If the answer is yes…
If the answer to the above question is yes, than what’s interesting is that we now have two procedures for making a word list safe: remove all prefix words OR remove all suffix words. So we could make two lists: one without prefix words (prefix-free.txt
) and another without suffix words (suffix-free.txt
). If we’re optimizing word list length, we could choose whichever list is longer.

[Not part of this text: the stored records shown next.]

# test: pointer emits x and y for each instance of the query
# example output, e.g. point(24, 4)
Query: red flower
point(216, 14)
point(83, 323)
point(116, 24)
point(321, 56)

Using Wikipedia word frequency data as a corpus, we can do a quick test using Tidy:
Removing prefix words from the first 70,000 words of the Wikipedia list (tidy -AinP -m 3 -M 12 --take-first 70000 --dry-run results/enwiki-20190320-words-frequency.txt
) creates a list of 48,523 words. Removing all suffix words (tidy -AinU -m 3 -M 12 --take-first 70000 --dry-run results/enwiki-20190320-words-frequency.txt
) leaves us with 55,545 words. This is evidence toward a theory that, when dealing with common English words, removing all suffix words may leave us with more words than removing prefix words.
A new option for Tidy
Undaunted, I created a new option for my word list making command-line tool to remove suffix words from an inputted word list. Tidy users can now easily create a prefix-free.txt
list (tidy -AP -o prefix-free.txt inputted-word-list.txt
) and suffix-free.txt
list (tidy -AU -o suffix-free.txt inputted-word-list.txt
) and compare them.
I also opened a GitHub issue asking for help answering this suffix codes question. If you have any insights, please leave a comment!
An “optimal” procedure?
A natural follow-up question here is what other procedures would guarantee safety while removing the least number of words. I attempted to create an even more optimal procedure with my “Compound Passphrase List Safety Checker”, but there are issues with this procedure, including three-word combinations.
After thinking about it for a bit, I figured the field of information theory might already have a solution to this very issue. I ventured over to r/informationtheory on Reddit and did my best to ask my question.
After a back-and-forth with u/ericGraves, I learned a couple very useful things. First of all, this quality of a word list that I’ve been awkwardly calling “compound safety” or “concatenation safety” is what information theory calls a uniquely decodable code. I was excited that this term made sense to me: we want a “code” (a collection of words, in our case), that can be “decoded” (read) in only one, unique way.
A realization
In the past, I conflated two things. I thought saying a word list was “free of prefix words” was the same as saying it’s uniquely decodable. But I now see that removing all prefix words is simply one method of guaranteeing that the resulting code is uniquely decodable.
Understanding this difference is important for making room in our thinking for alternate procedures of creating uniquely decodable lists. It’s for this reason that I’m most grateful to have learned this powerful phrase/concept.
An algorithm
Later, this knowledgable Reddit user wrote:
I would suggest Sardinas-Patterson algorithm for determining if a code is uniquely decodable, and removing failure points.
Whoa! Yes! Here is what is supposedly an algorithm that can tell you whether a given code is uniquely decodable.
Clearly, this would be a great boolean to add to the attributes of a word list that Tidy (optionally) prints for users.
But the larger challenge is to go further and figure out how we might use the mechanism(s) of this algorithm to remove the fewest number of code words to make a given list uniquely decodable. I have a feeling that we can do better than removing all prefix words or removing all suffix words.
Epilogue: Schlinkert pruning
I eventually found a solution to this that I proudly have dubbed “Schlinkert pruning”.